Last week, after listening to NPR's "Homework" segment wherein there was a call for scary personal tales, I emailed the following story to the host. The story was almost used on the next Homework segment--I guess almost isn't good enough in the 15 Minutes of Fame area--and because it was fun for me to recall I wanted to tell it here. Come back a ways in time with me, to about 1985 or so, to a crisp October night along the North Platte River in Central Wyoming...
I don't get frightened very often. I live alone in the country and I have learned to trust my ears, listening in the night for the talk of an owl or the babble of ducks on the river to tell me that everything is all right. One fine night in early October, I was reading. The evening had decended uneventfully, the lapis sky darkening to star-sparkled velvet. I had a warm fire in the stove and a cup of tea beside me as I read. I was considering going to bed when I heard the kind of scream that makes your blood run cold, as if someone quite near was being brutalized. I doused the lights and listened at the front door. Another shriek ripped the night, coming from the direction of a neighbor's hay meadow and sounding very close.
I don't know why I did it, but I found myself scrambling for my coat, a flashlight and the axe handle I keep by the door. Outside, the night was crisp and damp and my breath smoked as I made my way towards the barbed wire fence. There was a place the wires had gotten hung up on each other making the fence lower and easier to climb. A deer trail led from this low spot and I followed it now as yet another shriek tore across the fields. I was panting with terror as I made my way up the short bank that marked the boundary of the hayfield. The woods lay in profound shadow, cast by the cold light of the five day-old moon. In the dampness I could smell the windrows of hay, ripe buffalo berries still drying on the bushes and the smokey sweetness of newly fallen leaves. Another scream made me stop hard. My knees shaking, I raised the flashlight and shown it out far across the field. It was late and there was no other light, not even a truck on the distant highway. Once more, a horrifying scream chilled my blood. My flashlight beam searched the windrows for the source, which seemed to be coming from further away this time. I was far out into the windrows now, without shelter from any maniac who should find me there. Suddenly a shriek sounded from right behind me! There were two murders being committed, and I was caught in the middle! I gasped and turned, expecting to be cut down where I stood. Not twenty feet away, the screamer turned from me and trotted off, his coat rusty even in the moonlight. His scream was answered by his mate's. I had been lured out into the midnight hayfields by two foxes.

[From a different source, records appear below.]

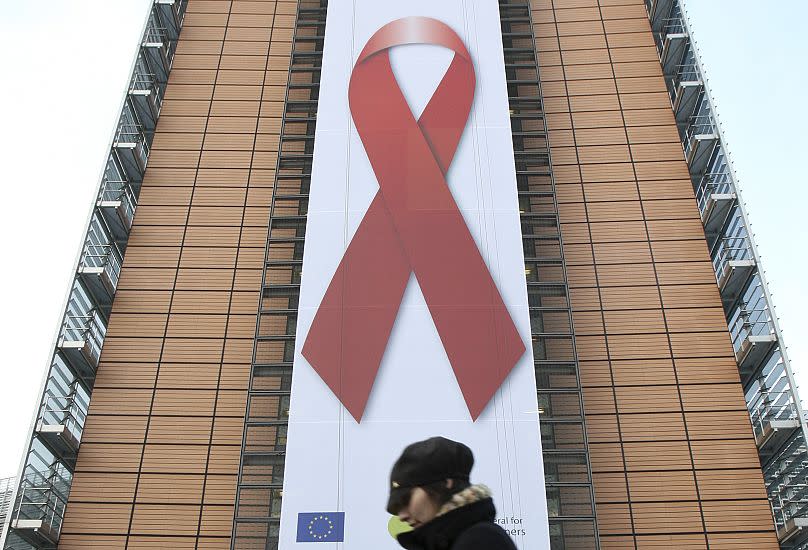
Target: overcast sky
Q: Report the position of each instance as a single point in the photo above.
(66, 66)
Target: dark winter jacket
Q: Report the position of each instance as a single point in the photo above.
(469, 527)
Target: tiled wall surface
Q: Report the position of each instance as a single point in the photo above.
(673, 456)
(159, 459)
(672, 450)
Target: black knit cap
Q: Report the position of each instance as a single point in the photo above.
(426, 462)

Since then, the foxes have become trusted friends who let me know if anything is amiss. They pass close to the house at night, their noses sniffing for mice under the open window and their light footfalls making little sound. Coyotes, turkeys, deer, owls--I know and love them all as good neighbors who are welcome to my quiet end of the woods. But there never is a time where I don't jump sharply at the sound of foxes screaming.
Now that the darkness of the Last Eve has fallen and the sweet smell of leaves in the dampness is filling your nose, pull up to the fire and tell us all a story--The Scariest Thing That Has Ever Happened to You.